Atualmente, as regras e normas internacionais para as mudanças climáticas são favoráveis para o Brasil e outros países do Sul. A consolidação do princípio de uma leitura histórica, que atribui maior responsabilidade pelas mudanças climáticas aos países mais industrializados; o afastamento (ainda que temporário) da discussão sobre internacionalização das florestas; e o direito ao desenvolvimento sustentável são exemplos disso. A diplomacia brasileira, junto com outros países, foi muito hábil em defender os interesses nacionais nas negociações em foros internacionais.

Quando o Brasil abandona essa postura negociadora e adota outra que é mais avessa a qualquer tipo de concessão, no longo prazo, diminui sua capacidade de atuação. O país perde oportunidades de opinar e de influenciar as discussões. Decisões serão tomadas com ou sem a participação do Brasil, gerando normas potencialmente contrárias aos interesses nacionais, que, inevitavelmente, vão restringir a soberania do país.

A combinação distópica de uma postura diplomática que isola o Brasil das negociações internacionais com uma política ambiental insuficiente para combater de modo efetivo os desafios de proteger os biomas do país e suas populações é um grave risco para a soberania do Brasil. A tradição brasileira sempre reforça a importância de princípios consagrados nas relações internacionais, bem como a valorização do direito internacional e do multilateralismo.
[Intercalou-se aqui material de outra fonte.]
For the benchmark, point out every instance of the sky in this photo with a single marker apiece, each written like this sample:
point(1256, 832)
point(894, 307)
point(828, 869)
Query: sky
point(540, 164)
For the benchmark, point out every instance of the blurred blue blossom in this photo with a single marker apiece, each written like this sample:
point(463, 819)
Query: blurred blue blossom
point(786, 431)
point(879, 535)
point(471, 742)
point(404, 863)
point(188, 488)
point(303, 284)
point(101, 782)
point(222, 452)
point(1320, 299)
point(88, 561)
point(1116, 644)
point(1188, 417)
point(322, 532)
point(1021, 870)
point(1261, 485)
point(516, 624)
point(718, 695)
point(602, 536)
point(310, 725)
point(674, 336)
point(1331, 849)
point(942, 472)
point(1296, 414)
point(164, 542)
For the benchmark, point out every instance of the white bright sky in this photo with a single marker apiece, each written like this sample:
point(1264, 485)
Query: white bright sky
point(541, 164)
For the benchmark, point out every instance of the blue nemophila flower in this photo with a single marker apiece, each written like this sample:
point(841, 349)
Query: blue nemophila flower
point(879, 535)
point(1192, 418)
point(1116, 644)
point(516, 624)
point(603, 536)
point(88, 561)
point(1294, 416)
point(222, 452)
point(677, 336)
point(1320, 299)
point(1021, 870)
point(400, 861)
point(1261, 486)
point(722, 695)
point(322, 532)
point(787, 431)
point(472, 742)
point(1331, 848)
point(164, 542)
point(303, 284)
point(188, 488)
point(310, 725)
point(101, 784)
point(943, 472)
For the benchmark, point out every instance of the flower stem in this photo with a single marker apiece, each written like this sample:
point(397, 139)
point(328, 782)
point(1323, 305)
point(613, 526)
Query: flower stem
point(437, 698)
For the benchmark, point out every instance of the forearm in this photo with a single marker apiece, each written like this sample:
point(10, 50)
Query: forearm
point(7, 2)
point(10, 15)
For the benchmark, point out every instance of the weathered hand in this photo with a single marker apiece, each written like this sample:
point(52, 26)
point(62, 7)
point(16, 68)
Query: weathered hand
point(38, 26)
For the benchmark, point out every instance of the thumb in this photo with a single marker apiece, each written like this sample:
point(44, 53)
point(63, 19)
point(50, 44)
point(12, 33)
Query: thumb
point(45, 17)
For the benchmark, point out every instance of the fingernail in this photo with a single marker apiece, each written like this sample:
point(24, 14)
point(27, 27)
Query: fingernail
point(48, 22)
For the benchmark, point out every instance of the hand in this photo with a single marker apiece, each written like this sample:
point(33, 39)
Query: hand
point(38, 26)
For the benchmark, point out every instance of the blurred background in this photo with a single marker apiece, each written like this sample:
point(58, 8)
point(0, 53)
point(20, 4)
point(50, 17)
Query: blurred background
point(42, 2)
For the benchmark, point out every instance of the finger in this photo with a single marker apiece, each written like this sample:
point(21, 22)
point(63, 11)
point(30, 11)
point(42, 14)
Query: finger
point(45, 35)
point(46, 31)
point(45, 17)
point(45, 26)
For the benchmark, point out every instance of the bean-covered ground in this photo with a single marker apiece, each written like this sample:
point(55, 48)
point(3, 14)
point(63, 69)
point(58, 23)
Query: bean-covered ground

É uma postura que historicamente rendeu frutos para o país, uma vez que não detém excedentes de poder, em comparação com potências mundiais.

Morgenthau reconhece que o direito e a moral internacionais são fatores que limitam abusos dos Estados ao usarem a força no cenário internacional para atingirem seus objetivos. Todavia, o autor também ressalta que esses limitadores são próprios de seu tempo e, portanto, podem variar. Ao longo do século 20, houve o surgimento e consolidação do entendimento de que a comunidade internacional tem a responsabilidade de proteger indivíduos e populações que estejam em risco, caso seus Estados falhem em cumprir seus deveres.

Esse entendimento é uma resposta a graves desrespeitos aos direitos humanos que foram observados, sendo que o genocídio em Ruanda pode ser considerado o caso mais simbólico. Quanto tempo até decidirem que Estados que não combatem crimes ambientais em seus territórios também ensejam resposta da comunidade internacional?

A COP27 é um sinal de que o Brasil deve mudar sua postura nas negociações internacionais. Todavia, uma correção de rumos no âmbito diplomático é insuficiente, se não for acompanhada de resultados concretos no âmbito doméstico. Enquanto atores brasileiros não tiverem essa consciência no âmbito interno, a política ambiental pode continuar sendo um risco para a própria soberania. Ou seja, é dever de todo patriota cuidar do meio ambiente, para proteger seu país.